Un déroulement en trois étapes
« Sur site, mes parcelles d’estivage sont très peu productives et, en plus, porteuses de piroplasmose, maladie inexistante en estive. » Début mai, Olivier Malpel sort les lots de vaches sur des parcelles « propres », affouragées, pendant une quinzaine de jours. Les lots d’estive sont constitués à ce moment-là. « Au fil des années, j’ai fait en sorte de déplacer les mêmes vaches dans les mêmes lieux pour faciliter leur acclimatation », précise l’exploitant.
Puis vient l’étape du transport fixé cette année entre le 25 et le 27 mai. « Les animaux sont chargés tôt le matin dans un camion à deux étages où sont séparés vaches, veaux et doublonnes. Ils sont déchargés en milieu de matinée », retrace l’éleveur. Les vaches retrouvent leurs veaux et, après un temps de retour au calme sur une parcelle dédiée, elles rejoignent par un chemin jalonné leur séjour pour cinq mois. Pendant cette période, la surveillance s’opère par des tiers de confiance et des visites régulières où Olivier, en chef de troupeau, déplace les animaux qui le suivent sur les différents blocs de pâturage. « La particularité de l’aubrac réside dans sa capacité à se déplacer, elle n’hésite pas à faire 300 à 400 mètres deux à trois fois par jour pour aller s’abreuver. C’est un réel plus dans nos montagnes », estime Olivier. La descente a lieu durant la seconde quinzaine d’octobre selon les ressources fourragères résiduelles. « Nous descendons nous-même les velles et les broutards sont directement vendus de l’estive, ce qui diminue les frais de transport. »
Le transport d’animaux, une activité intense de la région
Mickaël Combacau, travaillant pour l’entreprise Charrade, assure le transport des animaux. « Le pic d’activité pour les montées en estive se situe la seconde quinzaine de mai. Les transporteurs assurent alors deux rotations par jour. Les camions modernes à deux étages acheminent en moyenne une trentaine de couples », détaille-t-il. Olivier renchérit en précisant que « Chaudes-Aigues voit passer une noria de camions à cette époque, les 'migrations' se faisant depuis l’Aveyron et sud Cantal vers le Puy-de-Dôme et le nord Cantal ».
Pour les descentes d’estives, les éleveurs et les transporteurs étant fortement mobilisés pour le Sommet de l’élevage, ce sont donc sur les trois dernières semaines d’octobre que les trajets s’effectuent. Les dates sont ajustées selon les conditions climatiques et les potentialités fourragères des pâturages.

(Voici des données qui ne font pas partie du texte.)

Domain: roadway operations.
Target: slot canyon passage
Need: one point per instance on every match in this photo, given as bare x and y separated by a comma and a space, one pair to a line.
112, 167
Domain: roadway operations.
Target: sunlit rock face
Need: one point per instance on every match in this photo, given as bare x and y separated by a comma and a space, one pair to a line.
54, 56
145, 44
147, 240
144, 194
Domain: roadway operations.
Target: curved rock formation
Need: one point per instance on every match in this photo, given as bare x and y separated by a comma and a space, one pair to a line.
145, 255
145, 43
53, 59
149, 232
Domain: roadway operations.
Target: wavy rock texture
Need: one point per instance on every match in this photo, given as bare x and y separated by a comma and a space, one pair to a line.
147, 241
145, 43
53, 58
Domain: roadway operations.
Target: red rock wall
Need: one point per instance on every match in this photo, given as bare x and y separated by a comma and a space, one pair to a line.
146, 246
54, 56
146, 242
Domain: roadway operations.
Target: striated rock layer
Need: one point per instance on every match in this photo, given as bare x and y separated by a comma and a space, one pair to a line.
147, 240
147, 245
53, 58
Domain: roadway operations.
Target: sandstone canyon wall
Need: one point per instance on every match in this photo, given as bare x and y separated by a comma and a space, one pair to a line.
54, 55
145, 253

« L’éloignement des estives engendre des frais de carburant et c’est une fragilité de mon système. Si j’en ai l’opportunité, j’évoluerai en regroupant les trois sites sur une seule montagne, plus proche du siège de l’exploitation » escompte-t-il.

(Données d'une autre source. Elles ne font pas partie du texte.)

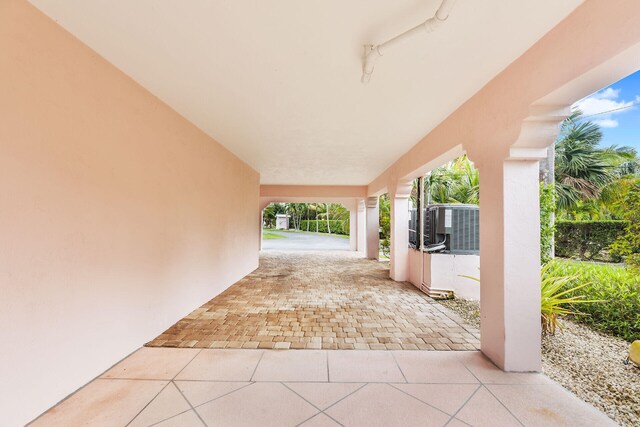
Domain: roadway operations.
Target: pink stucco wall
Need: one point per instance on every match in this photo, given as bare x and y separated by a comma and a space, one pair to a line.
117, 216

La vente de reproducteurs comme moteur économique
Concernant la conduite de la reproduction, les vêlages ont lieu de décembre à mai avec un pic en janvier. L’intervalle vêlage-vêlage (IVV) du troupeau s’établit à 380 jours et le taux de mortalité naissance-sevrage est inférieur à 5 %. L’atout majeur du système réside dans la valorisation des reproducteurs qui constituent 40 % des ventes. « Les vaches, taureaux et génisses d’élevage que je vends sont appréciés pour leur conduite à l’herbe sans nourrisseur, leur docilité et leur séjour systématique attachés en étable entravée. Paradoxalement, ce sont les éleveurs disposant d’une stabulation libre qui exigent cette dernière condition ! », souligne Olivier Malpel.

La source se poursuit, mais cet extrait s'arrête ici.